Melatonin induces thermogenic gene expression in white adipose tissue (WAT) in Zucker diabetic fatty (ZDF) rats.

A Agil1, A Jiménez-Aranda1, R Ibán-Arias1, G Fernández-Vázquez0,2. 1School of Medicine (Granada), Department of Pharmacology and Neuroscience Institute, 18012, Spain, 2Carlos III Hospital (Madrid), Service of Endocrinology, 28006, Spain

Previous data from our laboratory indicate that melatonin reduces body weight gain without influencing food intake in ZDF rats, an experimental model of obesity-related type 2 diabetes and metabolic syndrome. Several lines of evidence suggest that melatonin can influence brown adipose tissue (BAT) function. Moreover, recent studies indicate that in addition to its well recognized role as triglyceride store, white fat cells can shift to brown-fat-like metabolic behaviour under the influence of certain signals, such as irisin. In order to investigate the mechanisms involved on melatonin weight control, in the present work we have studied the effects of melatonin on thermogenic gene expression in white adipose tissue (WAT) of ZDF rats. 6-week-old male ZDF rats (10 animals) were treated with oral melatonin in drinking water (10 mg/kg B.W./day) (M-ZDF) or with vehicle (V-ZDF) (control group, 10 rats). After 6 weeks of treatment (12-wk-old) animals were sacrificed and WAT was obtained. Total RNA was extracted and mRNA levels for thermogenic genes (uncoupling protein1 -UCP1-, peroxisome proliferator-activated receptor γ -PPAR γ - and PPAR γ coactivator 1α -PGC-1α-) were quantitated by real time RT-PCR using specific Taqman probes and ribosomal 18S as endogenous reference gene. mRNA levels were expressed as the mean ± SEM of arbitrary units (AU). Compared with control group, M-ZDF rats show an increase of UCP1 mRNA levels in WAT (from undetectable values to 0.50 ± 0.03; p< 0.01 ). Also, it was accompanied by a drastic increment of PPARγ mRNA levels (from 0.10 ± 0.03 to 0.80 ± 0.20; p<0.01) and of its transcriptional co-activator PGC-1α (from 0.23 ± 0.03 to 1.03 ± 0.25; p<0.01 ).

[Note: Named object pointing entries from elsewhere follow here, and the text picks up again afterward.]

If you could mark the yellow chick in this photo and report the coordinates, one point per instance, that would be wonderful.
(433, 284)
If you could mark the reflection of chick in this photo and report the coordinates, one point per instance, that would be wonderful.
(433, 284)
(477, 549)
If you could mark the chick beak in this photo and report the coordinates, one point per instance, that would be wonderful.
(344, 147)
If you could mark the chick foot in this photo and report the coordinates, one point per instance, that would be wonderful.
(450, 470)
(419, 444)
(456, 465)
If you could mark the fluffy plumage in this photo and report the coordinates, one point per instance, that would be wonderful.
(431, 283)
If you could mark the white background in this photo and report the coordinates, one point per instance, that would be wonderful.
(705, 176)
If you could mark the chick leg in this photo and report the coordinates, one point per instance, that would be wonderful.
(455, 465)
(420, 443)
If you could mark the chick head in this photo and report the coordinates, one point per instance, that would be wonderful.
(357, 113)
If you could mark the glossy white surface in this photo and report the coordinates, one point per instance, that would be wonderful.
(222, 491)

These results demonstrate that chronic oral melatonin is able to drive a brown-fat-like thermogenic gene profile to white adipose tissue. This irisin-like effect of melatonin can contribute to its capacity to body weight control, and thereby to improve obesity-related metabolic derangements such as diabetes and dyslipidemia.